Some artists create everyday like clockwork. They take their canvas and easel and go to a mountain top or a cliff and paint for hours on end until they have a masterpiece or hurl their canvas over the cliff like Cezanne in a fit of frustration. I am not that kind of artist. I have never been that kind of artist and yet my whole life I have been Liza the artist. I was the girl in high school who spent countless hours in the art room listening to Depeche Mode on her headphones shading and mixing colors. I attended art school, have a B.F.A. in painting, and went onto a successful career as art teacher in the public schools. I created my own art and displayed it in galleries in my spare time. Then one day in October of 2013 I got the call that ended my artistic career: I was finally pregnant. I had tried for several years to create what would become one of my two greatest masterpieces, not knowing that this news would make me completely redefine myself.
Maybe you’re reading this saying I shouldn’t have to give up my artistic pursuits to be a mom. You’re right. There are plenty of people who have babies and manage with a helpful family member, daycare, or sleep schedules to continue their interests. I have fully committed myself to being a mom and put this part of myself on the back burner. My practice as an artist has ebbed and flowed throughout my life. Three summers ago before my pregnancy I was creating art everyday, and now nothing since. The blog is filling the creative void to express what art left behind. I do miss it, but not terribly because I know one day it will consume my life again.
Thank you for sharing your love for art! I can see that you truly have a passion for it. I wholeheartedly agree that being a mom, it is very hard to juggle and balance everything. It is possible, but it is tough and sometimes we stretch ourselves so thin.

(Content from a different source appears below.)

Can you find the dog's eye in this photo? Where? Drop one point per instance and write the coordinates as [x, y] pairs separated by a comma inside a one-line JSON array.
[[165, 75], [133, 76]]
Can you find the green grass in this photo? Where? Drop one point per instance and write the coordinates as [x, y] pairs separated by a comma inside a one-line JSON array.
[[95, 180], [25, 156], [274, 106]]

Good thing that when you are truly passionate about something, it will always be there for us to come back to 😉
Blogging is my creative void filler as well 🙂 I’m sure you’ll be creaing art again eventually. Maybe with your child next time.
I would love that! Are used to have an art studio in my house and I always pictured my kid sitting next to me coloring hi painting. Now it’s a toy room.
Thank you for sharing. I hope that one day you do go back to creating art. As moms sometimes we lose parts of ourselves that we need to reclaim eventually.
Yeah. I know I will one day. Right now though my focus is the boys. I’m lucky that I have such a great group of friends who support me by attending the playgroup.